At tea-time he called the sister on duty:
'My eyes—hurt…frightfully.' Thus the Periwinkle, striving to hedge with destiny.
'Do they?' sympathised the sister. 'I'll tell the surgeon when he comes round to-night, and he'll give you something for them. I shouldn't read for the present if I were you.'
The Periwinkle smiled grimly, as if she had made a joke, and lay back, every nerve in his body strung to breaking-point.
'Can't see, eh?' The visiting surgeon who leaned over his bed a few hours later looked at him from under puzzled brows. 'Can't see—d'you mean…' He picked up an illustrated paper, holding it about a yard away, and pointed to a word block type: 'What's this word?'
The Periwinkle stared past him with a face like a flint. 'I can't see the paper. I can't see you…or the room, or—or—anything… I'm blind.' His voice trembled.

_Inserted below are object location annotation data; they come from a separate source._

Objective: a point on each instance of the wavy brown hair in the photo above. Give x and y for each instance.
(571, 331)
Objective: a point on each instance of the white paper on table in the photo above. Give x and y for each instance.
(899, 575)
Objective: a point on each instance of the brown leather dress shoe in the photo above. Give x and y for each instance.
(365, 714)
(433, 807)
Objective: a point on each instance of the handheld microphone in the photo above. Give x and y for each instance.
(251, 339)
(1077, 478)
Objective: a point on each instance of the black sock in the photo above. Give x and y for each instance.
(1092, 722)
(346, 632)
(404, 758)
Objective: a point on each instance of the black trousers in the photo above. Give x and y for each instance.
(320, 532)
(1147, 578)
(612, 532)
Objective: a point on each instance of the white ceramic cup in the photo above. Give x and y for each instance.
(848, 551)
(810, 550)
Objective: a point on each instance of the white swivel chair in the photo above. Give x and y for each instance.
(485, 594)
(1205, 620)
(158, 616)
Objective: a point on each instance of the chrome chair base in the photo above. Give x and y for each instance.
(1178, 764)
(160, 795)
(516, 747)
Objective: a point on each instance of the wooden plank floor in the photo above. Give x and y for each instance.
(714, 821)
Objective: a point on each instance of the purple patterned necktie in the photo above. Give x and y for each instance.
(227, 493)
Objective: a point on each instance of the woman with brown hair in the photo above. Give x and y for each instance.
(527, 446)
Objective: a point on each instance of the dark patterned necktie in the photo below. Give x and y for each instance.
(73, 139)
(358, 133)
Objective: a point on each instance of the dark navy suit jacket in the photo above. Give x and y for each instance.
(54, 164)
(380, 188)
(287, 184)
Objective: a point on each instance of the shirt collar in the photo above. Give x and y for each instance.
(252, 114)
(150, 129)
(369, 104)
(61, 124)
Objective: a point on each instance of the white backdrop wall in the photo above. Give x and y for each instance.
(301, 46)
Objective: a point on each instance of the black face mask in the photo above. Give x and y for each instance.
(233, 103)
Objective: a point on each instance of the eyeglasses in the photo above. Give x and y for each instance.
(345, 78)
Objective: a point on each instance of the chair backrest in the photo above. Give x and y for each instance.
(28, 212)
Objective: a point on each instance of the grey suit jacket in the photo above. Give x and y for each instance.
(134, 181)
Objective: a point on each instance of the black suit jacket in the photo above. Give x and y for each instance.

To the terror by night that followed was added physical pain past anything he had experienced or imagined in his short life. It almost amazed him that anything could hurt so much and not rob him of consciousness. The next room held a sufferer who raved in delirium: cursing, praying, and shrieking alternately. The tortured voice rose in the stillness of the night to a howl, and the Periwinkle set his teeth grimly. He was not alone in torment, but his was still the power to meet it like a man.
By the end of a week the pain had left him. At intervals during this period he was guided to a dark room—for the matter of that, all rooms were dark to him—and unseen beings bandied strange technicalities about his ears. 'Optic neuritis… retrobulbar… atrophy.' The words meant nothing to the boy, and their meaning mattered less. For nothing, they told him, could give him back his sight. After that they left him alone, to wait with what patience he might until the next P. & O. steamer passed through.
His first visitor was the chaplain, the most well-meaning of men, whose voice quavered with pi
ty as he spoke at some length of resignation and the beauty of cheerfulness in affliction. On his departure, the Periwinkle caught the rustle of the sister's dress.
'Sister,' said the boy, 'will you please go away for a few minutes. I'm afraid I have to swear—out loud.'
'But you mustn't' she expostulated, slightly taken aback. 'It's very wicked.'
'Can't help that,' replied the Periwinkle austerely. 'Please go at once; I'm going to begin.'
Scandalised and offended—as well she might be—she left the Periwinkle to his godless self, and he swore aloud—satisfying, unintelligible, senseless lowerdeckese. But when she brought him his tea an hour later she found he had the grace to look ashamed of himself, and forgave him. They subsequently became great friends, and at the Periwinkle's dictation she wrote long cheerful letters that began: 'My dear Mother,' and generally ended in suspicious-looking smudges.
Everyone visited the Periwinkle. His brethren from the fleet arrived, bearing as gifts strange and awful delicacies that usually had to be confiscated, sympathising with the queer, clumsy tenderness of boyhood. The flag-lieutenant came often, always cheerful and optimistic, forbearing to voice a word of pity: for this the Periwinkle was inexpressibly grateful. He even brought the Fairest of All the Pippins, but the boy shrank a little from the tell-tale tremor she could never quite keep out of her voice. Her parting gift was an armful of roses, and on leaving she bent over till he could smell the faint scent of her hair. 'Good-bye,' she whispered; 'go on being brave,' and, to his wrathful astonishment, kissed him lightly on the mouth.